Sunday, March 14, 2010

Shinto considered

In the land of the kami | The Japan Times Online

There's quite a decent essay here on Shinto, making it sound even vaguer than I already thought it was. There are lots of interesting observations, such as this:

"God" or "deity" seems the best the English language can do with "kami," but this misleads by suggesting a level of exaltation foreign to Japanese worship. The Emperor's former status as a "living god" was not what many horrified Westerners took it to be. In fact, he was a "manifest kami" — hardly the same thing and much less shocking.

Anything, or anyone, can become a kami by being striking or, in some undefined way, "superior" — the literal meaning of the word. The classic definition comes from the 18th-century nativist thinker Motoori Norinaga, who dedicated his life to exalting suprarational Japanese purity over Buddhism's and Confucianism's corrupt enslavement to human reason.
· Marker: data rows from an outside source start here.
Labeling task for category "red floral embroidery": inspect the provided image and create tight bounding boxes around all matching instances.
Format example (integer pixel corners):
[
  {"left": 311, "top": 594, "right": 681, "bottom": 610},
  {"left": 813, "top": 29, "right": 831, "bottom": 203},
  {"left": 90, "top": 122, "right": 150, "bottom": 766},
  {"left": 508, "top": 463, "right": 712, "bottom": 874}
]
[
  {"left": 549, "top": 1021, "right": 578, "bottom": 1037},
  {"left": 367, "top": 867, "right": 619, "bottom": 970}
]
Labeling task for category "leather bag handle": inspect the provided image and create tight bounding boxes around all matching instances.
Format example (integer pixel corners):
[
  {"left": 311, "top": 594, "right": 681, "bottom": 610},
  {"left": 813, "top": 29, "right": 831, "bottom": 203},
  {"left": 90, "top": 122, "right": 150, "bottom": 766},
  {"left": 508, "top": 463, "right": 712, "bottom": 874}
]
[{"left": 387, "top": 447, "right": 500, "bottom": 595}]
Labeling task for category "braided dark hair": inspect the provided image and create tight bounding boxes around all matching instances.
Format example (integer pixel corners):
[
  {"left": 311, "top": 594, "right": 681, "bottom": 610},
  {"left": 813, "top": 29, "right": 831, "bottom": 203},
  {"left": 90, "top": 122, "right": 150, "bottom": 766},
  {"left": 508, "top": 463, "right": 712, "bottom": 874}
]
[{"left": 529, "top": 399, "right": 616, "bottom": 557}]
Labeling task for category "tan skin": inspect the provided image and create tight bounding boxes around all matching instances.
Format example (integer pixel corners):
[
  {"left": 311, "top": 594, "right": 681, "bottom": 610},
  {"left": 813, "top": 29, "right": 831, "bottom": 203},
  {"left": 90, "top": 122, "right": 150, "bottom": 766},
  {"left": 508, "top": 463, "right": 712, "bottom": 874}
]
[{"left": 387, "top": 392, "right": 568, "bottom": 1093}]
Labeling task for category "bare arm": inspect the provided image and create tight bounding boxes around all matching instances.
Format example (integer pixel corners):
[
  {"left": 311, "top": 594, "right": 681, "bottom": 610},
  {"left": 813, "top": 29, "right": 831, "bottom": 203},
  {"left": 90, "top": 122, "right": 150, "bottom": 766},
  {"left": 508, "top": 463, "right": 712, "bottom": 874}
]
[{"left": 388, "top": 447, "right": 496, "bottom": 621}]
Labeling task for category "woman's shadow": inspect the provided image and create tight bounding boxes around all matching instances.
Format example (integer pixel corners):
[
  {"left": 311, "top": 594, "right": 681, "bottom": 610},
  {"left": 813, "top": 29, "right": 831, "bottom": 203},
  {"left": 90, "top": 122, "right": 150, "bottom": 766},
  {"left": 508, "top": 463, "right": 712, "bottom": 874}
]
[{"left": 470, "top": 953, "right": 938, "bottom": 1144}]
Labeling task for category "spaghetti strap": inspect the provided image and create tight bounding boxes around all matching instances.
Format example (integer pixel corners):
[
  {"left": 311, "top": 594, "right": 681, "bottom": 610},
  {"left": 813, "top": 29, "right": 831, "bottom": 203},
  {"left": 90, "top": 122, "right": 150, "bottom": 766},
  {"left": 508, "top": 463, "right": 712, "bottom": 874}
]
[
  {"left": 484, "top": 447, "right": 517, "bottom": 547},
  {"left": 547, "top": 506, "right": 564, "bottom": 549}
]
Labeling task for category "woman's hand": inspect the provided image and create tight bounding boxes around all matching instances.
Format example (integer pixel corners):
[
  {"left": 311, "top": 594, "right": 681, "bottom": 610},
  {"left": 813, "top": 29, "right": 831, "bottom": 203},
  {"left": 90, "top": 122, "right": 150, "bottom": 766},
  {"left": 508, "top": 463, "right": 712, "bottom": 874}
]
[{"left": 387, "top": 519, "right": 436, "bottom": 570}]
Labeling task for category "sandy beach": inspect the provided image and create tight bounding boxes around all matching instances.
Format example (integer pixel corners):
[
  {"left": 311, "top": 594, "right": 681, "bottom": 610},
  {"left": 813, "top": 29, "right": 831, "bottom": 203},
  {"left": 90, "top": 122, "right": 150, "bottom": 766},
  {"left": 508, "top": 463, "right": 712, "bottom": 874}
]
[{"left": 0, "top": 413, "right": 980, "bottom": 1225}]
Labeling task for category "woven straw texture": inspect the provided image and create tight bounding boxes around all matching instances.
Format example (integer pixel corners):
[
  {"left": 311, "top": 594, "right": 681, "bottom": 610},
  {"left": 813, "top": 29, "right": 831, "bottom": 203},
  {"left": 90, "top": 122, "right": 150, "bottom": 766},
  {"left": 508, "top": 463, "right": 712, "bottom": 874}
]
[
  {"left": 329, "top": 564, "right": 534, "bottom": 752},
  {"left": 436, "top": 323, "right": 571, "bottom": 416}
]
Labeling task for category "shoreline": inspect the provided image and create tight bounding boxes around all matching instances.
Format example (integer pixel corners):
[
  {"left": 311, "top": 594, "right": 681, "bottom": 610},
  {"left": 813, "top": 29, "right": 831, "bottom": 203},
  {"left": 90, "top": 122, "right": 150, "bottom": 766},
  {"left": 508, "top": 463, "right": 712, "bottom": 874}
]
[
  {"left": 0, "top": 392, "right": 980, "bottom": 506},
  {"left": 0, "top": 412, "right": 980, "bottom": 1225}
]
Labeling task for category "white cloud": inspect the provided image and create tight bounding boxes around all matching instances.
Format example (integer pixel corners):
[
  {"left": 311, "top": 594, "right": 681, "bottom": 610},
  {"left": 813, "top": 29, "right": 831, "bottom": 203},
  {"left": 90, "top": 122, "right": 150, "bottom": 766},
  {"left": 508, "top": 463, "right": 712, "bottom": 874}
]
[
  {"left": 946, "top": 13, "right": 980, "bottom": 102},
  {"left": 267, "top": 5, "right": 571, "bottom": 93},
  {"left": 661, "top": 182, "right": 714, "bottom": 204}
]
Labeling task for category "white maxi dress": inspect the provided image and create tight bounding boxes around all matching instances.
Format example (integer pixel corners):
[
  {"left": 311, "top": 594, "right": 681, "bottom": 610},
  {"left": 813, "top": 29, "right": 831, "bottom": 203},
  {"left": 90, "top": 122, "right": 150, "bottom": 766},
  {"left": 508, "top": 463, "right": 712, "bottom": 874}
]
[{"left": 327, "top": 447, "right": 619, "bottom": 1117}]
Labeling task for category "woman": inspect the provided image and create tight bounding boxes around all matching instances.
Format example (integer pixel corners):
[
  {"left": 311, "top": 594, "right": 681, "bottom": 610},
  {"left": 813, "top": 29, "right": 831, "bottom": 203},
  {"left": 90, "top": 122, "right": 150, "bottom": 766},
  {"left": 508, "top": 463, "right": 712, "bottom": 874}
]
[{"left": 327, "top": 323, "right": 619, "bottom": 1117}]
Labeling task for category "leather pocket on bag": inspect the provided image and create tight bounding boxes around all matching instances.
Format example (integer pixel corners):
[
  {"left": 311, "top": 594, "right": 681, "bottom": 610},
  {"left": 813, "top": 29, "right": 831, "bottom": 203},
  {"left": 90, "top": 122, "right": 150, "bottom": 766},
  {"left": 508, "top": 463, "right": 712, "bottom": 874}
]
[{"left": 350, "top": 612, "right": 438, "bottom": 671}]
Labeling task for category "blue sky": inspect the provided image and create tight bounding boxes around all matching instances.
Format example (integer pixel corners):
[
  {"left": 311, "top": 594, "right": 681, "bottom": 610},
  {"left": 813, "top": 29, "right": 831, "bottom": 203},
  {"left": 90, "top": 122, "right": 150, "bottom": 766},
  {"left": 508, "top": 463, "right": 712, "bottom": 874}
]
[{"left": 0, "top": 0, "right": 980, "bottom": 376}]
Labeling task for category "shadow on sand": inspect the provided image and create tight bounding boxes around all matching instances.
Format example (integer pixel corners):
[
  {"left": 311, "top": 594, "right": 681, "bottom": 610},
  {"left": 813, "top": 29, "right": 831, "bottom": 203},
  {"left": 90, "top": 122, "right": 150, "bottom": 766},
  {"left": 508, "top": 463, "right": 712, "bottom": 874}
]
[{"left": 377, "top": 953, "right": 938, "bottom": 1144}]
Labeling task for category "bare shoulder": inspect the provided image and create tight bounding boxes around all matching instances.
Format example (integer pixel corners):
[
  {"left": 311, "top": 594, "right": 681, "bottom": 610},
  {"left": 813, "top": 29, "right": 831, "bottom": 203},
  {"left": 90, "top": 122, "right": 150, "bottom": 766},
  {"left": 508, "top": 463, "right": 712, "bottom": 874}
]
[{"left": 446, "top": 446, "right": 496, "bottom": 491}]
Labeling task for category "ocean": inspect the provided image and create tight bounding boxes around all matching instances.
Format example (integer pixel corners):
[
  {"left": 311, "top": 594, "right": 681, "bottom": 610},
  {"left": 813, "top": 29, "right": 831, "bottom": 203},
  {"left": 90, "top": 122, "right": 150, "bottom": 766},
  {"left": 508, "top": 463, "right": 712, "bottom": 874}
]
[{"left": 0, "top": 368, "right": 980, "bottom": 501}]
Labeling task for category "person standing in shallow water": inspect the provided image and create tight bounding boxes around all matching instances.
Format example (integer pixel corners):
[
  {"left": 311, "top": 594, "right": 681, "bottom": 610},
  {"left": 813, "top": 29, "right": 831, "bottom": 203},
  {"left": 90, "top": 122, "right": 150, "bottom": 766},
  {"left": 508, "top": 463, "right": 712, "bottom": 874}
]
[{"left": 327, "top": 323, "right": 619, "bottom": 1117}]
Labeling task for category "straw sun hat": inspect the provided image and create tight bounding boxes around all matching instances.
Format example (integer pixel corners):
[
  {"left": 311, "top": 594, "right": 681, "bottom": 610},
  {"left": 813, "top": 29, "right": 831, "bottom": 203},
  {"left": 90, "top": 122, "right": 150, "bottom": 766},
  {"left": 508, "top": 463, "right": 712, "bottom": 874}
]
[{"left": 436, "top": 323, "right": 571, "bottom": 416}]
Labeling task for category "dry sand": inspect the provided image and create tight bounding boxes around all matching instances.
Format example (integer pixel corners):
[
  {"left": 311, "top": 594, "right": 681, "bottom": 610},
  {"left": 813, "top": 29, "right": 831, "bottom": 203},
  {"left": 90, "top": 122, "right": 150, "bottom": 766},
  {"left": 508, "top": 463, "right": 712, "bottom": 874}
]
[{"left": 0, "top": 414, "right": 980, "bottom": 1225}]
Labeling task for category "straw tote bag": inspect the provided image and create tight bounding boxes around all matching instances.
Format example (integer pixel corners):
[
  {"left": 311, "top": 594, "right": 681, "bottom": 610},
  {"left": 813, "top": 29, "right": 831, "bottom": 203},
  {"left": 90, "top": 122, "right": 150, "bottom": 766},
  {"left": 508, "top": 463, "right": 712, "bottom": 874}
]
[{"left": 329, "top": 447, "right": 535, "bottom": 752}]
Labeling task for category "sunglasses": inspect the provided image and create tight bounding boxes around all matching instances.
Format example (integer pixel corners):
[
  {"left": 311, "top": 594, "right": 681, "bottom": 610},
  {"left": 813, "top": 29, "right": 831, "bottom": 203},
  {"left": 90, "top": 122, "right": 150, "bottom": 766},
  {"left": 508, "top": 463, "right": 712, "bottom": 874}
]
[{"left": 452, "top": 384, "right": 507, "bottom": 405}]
"I do not yet understand the meaning of the term kami," wrote Norinaga (in "The Spirit of the Gods," 1771). "It is hardly necessary to say that it includes human beings. It also includes such objects as birds, beasts, trees, plants, seas, mountains and so forth. In ancient usage, anything whatsoever which was outside the ordinary, which possessed superior power or which was awe-inspiring, was called kami. . . . Evil and mysterious things, if they are extraordinary and dreadful, are called kami . . . "

Rooted in the spontaneous nature- worship of deep prehistory, Shinto is probably the most archaic living religion anywhere in the developed world.